Fork Lift Accidents

September is the Deadliest Month of the Year for Fork Lift Accidents

Sometimes, the strangest patterns can emerge from life. A leading firm of personal injury compensation lawyers have been doing the numbers and have concluded that September is one of the deadliest months for those working with fork lift trucks as fork lift accidents are at their highest at this time of year. Their report has resulted in a warning being issued for everyone involved with fork lift trucks highlighting the dangers associated with this type of equipment, particularly during that first month back after the summer holidays.

Statistically, September is the 'deadliest' month for fork lift truck accidents, accounting for a considerable percentage of the accidents at work logged during this month. Most of these accidents occur when fork lift drivers or pedestrians in warehouses are distracted or simply assume that they have been seen by the other party. Most of these accidents are entirely avoidable and fork lift accidents often constitute legitimate grounds for a compensation claim for an accident at work.
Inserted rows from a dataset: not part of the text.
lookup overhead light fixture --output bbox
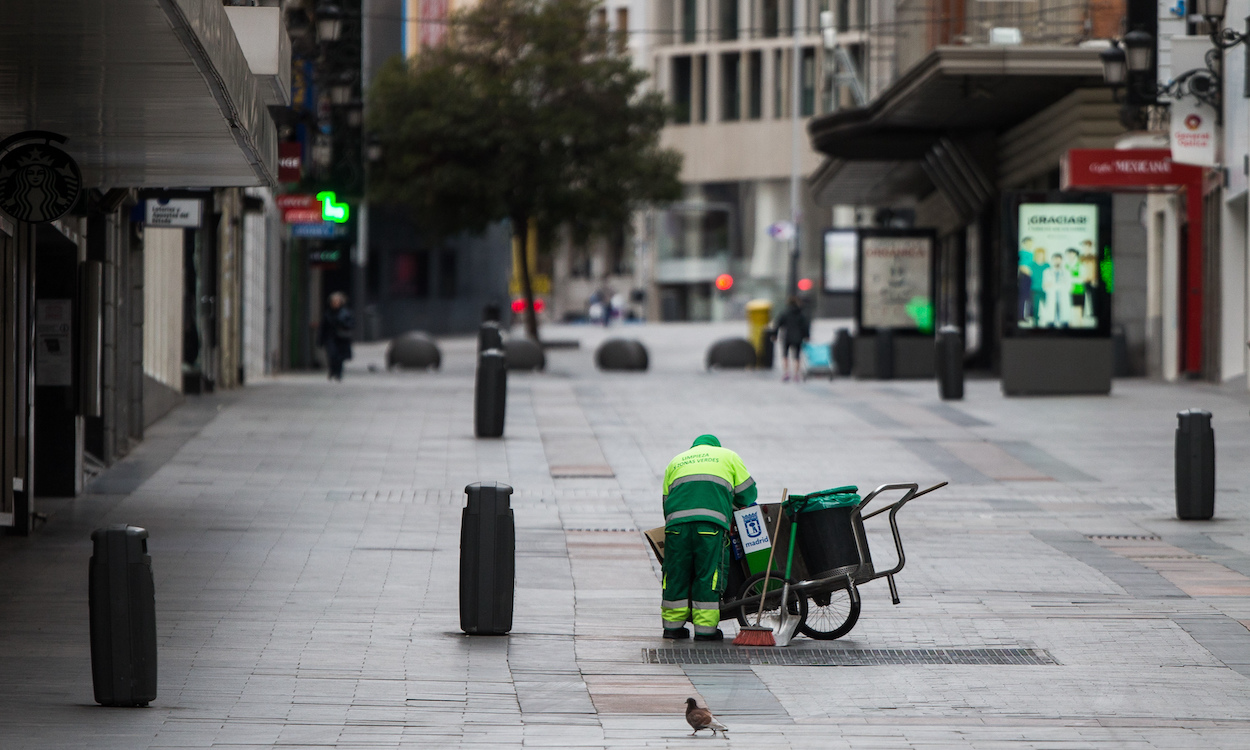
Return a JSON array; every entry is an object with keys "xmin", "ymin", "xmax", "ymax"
[
  {"xmin": 1194, "ymin": 0, "xmax": 1227, "ymax": 21},
  {"xmin": 317, "ymin": 3, "xmax": 344, "ymax": 43}
]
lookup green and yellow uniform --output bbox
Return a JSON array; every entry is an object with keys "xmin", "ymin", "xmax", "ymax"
[{"xmin": 661, "ymin": 434, "xmax": 757, "ymax": 637}]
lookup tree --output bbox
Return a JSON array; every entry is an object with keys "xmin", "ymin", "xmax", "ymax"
[{"xmin": 368, "ymin": 0, "xmax": 682, "ymax": 340}]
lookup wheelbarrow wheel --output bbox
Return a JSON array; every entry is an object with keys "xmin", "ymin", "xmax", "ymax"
[
  {"xmin": 798, "ymin": 585, "xmax": 860, "ymax": 640},
  {"xmin": 733, "ymin": 572, "xmax": 808, "ymax": 630}
]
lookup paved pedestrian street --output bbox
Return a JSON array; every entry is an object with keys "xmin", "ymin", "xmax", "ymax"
[{"xmin": 3, "ymin": 323, "xmax": 1250, "ymax": 749}]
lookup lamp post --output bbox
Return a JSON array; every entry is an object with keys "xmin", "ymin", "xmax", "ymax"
[{"xmin": 316, "ymin": 3, "xmax": 344, "ymax": 44}]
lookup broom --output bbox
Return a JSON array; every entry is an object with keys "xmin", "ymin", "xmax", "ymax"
[{"xmin": 733, "ymin": 489, "xmax": 787, "ymax": 647}]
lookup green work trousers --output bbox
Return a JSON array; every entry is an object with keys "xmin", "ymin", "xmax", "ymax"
[{"xmin": 661, "ymin": 521, "xmax": 727, "ymax": 635}]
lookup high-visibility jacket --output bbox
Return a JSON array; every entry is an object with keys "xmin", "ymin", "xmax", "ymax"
[{"xmin": 662, "ymin": 445, "xmax": 757, "ymax": 530}]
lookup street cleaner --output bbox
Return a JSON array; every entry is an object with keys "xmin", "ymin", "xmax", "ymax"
[{"xmin": 660, "ymin": 435, "xmax": 757, "ymax": 641}]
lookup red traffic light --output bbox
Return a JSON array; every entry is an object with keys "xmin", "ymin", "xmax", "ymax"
[
  {"xmin": 797, "ymin": 278, "xmax": 813, "ymax": 292},
  {"xmin": 511, "ymin": 298, "xmax": 547, "ymax": 312},
  {"xmin": 511, "ymin": 298, "xmax": 525, "ymax": 313},
  {"xmin": 715, "ymin": 273, "xmax": 734, "ymax": 291}
]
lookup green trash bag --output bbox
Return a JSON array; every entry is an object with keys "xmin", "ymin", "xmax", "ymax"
[{"xmin": 787, "ymin": 486, "xmax": 861, "ymax": 514}]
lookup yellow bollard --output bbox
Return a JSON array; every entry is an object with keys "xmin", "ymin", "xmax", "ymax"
[{"xmin": 745, "ymin": 299, "xmax": 773, "ymax": 361}]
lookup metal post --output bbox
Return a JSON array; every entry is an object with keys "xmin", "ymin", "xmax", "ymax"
[{"xmin": 788, "ymin": 0, "xmax": 802, "ymax": 296}]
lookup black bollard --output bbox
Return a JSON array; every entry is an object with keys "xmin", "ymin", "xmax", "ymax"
[
  {"xmin": 832, "ymin": 329, "xmax": 853, "ymax": 376},
  {"xmin": 1175, "ymin": 410, "xmax": 1215, "ymax": 520},
  {"xmin": 758, "ymin": 327, "xmax": 777, "ymax": 370},
  {"xmin": 89, "ymin": 525, "xmax": 158, "ymax": 707},
  {"xmin": 479, "ymin": 321, "xmax": 503, "ymax": 352},
  {"xmin": 876, "ymin": 329, "xmax": 895, "ymax": 380},
  {"xmin": 460, "ymin": 482, "xmax": 515, "ymax": 634},
  {"xmin": 936, "ymin": 325, "xmax": 964, "ymax": 400},
  {"xmin": 475, "ymin": 349, "xmax": 507, "ymax": 438}
]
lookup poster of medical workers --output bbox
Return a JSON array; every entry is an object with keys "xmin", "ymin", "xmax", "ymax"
[{"xmin": 1005, "ymin": 193, "xmax": 1112, "ymax": 337}]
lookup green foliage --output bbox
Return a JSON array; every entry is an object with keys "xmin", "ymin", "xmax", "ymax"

In respect of those that happen because of the failure of the employer to implement a safe working system where heavy machinery such as fork lifts are being used, or because of the negligence of a colleague, the injured party has a strong claim for personal injury compensation against the employer. The bottom line is that it is the employer, not the fork lift driver, who is responsible for providing a safe working environment, both for all employees and for any visitors to the site. They are ultimately responsible for the actions of their workforce.

Around 400 workers are seriously injured by fork lift accidents every year, with the most serious accidents resulting in around 10 fatalities annually. Many more suffer less serious injury but still have to take time off work to recover and receive treatment for their injuries. One of the most common injuries is crushing, which can have devastating consequences, even if the fork lift is travelling relatively slowly.

The consequences of a fork lift accident can result in the injured party having to take considerable time off work to recover from their injuries and this can obviously affect their ability to earn a wage, meet household bills and carry on a 'normal' life. More serious injuries can lead to a lifetime of intensive care and the loss of the ability to earn a living.

Health and Safety officials have long promoted the importance of vigilance when using heavy machinery in the workplace and are concerned at the number of accidents that still happen in the workplace every day. There has been a degree of success in their campaign to raise awareness about accidents at work, but there still seems to be a bit of a blase attitude when it comes to fork lift trucks. The opinion amongst many employers is that once the driver has his certificate, it is then his responsibility to drive the truck in a manner that will not cause injury or harm to other people. But the reality of everyday life in a busy warehouse puts pressure on drivers to operate their fork lifts in a less than safe manner to 'get the job done'. In a confined space like a warehouse, there's very little room for mistakes, particularly if the machine you're operating is heavy, fast and fitted with large prongs at the front. Any accident involving a fork lift is potentially life-threatening and if employers do not want to see more claims brought against them for accidents in the workplace, perhaps it is time to clamp down on the cavalier attitude that many drivers have towards safety. A hard hat is not going to protect you against a one ton machine travelling at 15mph loaded with crates.

Injury claims specialists believe that it is going to be a long time before accidents in the workplace are eradicated, if ever. Fortunately, workers injured by fork lift trucks or any other preventable situation in a working environment have some means of redress through injury compensation. But this does not excuse poor duty of care levels and a 'get the job done at all costs' attitude in an environment where dangerous machinery is operating. A shift in thinking has to take place, along with stricter enforcement on health and safety standards by the authorities. Perhaps then September will cease to be such a 'deadly month' for injuries at work.